Trade News > Rail and Intermodal Shipping > Rail Traffic Hits Year's Low

Rail Traffic Hits Year's Low

The Journal of Commerce Online - News Story
Worst week this year softened by mild lift for intermodal

Despite some lift from intermodal volume, major U.S. railroads by two important measures had their worst week so far this year.

Rail carloads, which include everything from bulk materials to finished motor vehicles and the in-between factory goods that can ride in large railcars, reached just 247,258 units in the week ending May 16, said the Association of American Railroads.

That is lower than any time since the end of December, when much of the industrial economy was shutting down to wait out the financial storm and ensuing collapse in demand.

Train hauls of intermodal trailers and containers reached 188,435 units, up by nearly 7,000 from a week earlier and the highest since the Feb. 14 week.

Still, total estimated ton-miles of combined carload and intermodal freight carried by large U.S. railroads, sank to the year’s low at 26.2 billion. That was down 24.3 percent from the same point in 2008.

A number of economists, and some rail executives, have suggested that the freight market’s decline is bottoming out. The traffic figures suggest the market could move along the bottom for a while.

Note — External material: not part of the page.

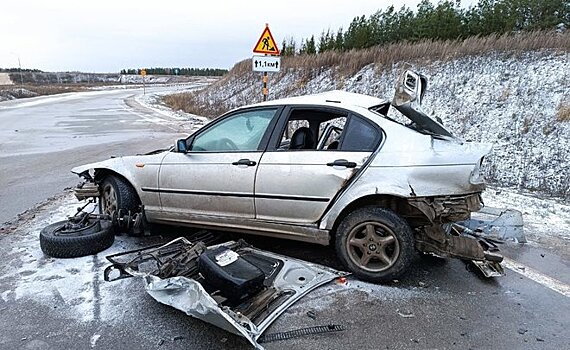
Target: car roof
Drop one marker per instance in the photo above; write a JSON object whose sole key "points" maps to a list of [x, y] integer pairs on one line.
{"points": [[334, 97]]}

One notable area of weakness this year is coal volume, which hits large carriers especially hard because that is the largest cargo railroads haul.

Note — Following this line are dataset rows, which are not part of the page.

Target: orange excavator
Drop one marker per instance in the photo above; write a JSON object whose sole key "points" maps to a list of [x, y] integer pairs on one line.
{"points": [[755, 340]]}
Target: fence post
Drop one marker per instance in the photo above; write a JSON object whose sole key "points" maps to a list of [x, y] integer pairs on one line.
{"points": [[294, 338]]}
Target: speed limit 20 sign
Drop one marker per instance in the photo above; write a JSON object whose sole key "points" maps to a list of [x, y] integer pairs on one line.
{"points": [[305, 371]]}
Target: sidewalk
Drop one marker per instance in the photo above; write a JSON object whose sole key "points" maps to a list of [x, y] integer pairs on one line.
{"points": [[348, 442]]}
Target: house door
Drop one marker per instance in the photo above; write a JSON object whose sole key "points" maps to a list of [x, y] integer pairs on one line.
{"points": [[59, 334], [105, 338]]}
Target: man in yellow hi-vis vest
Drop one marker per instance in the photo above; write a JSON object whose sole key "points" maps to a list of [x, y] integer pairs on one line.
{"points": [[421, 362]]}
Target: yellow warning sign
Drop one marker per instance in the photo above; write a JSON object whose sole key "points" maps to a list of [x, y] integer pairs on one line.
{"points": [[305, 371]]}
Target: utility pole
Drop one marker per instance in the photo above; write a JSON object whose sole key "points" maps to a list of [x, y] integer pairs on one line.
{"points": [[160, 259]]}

Last year they enjoyed a brisk business in export coal demand, especially the eastern carriers hauling coal to ports to fill Europe-bound ships, but that business has fallen sharply. Meanwhile, domestic coal demand is also lighter with fewer factories powered up to make goods.

But the carload numbers have weakened recently in some other areas as well. Chemical shipments – the second-largest cargo in railcar volume -- have cooled some this month, a possible indicator of a pause in the rebound of factory activity and perhaps in line with a new round of automobile factory cuts.

Other categories linked to auto or housing industries remain weak or have weakened a bit more during May, although a few cargoes of basic construction materials show some firming.

Intermodal numbers are probably continuing to benefit from a strengthened domestic business this year, industry officials say, while ocean container traffic remains very weak as shippers face the start of the summer peak season in which they normally import boxed goods for the autumn selling season.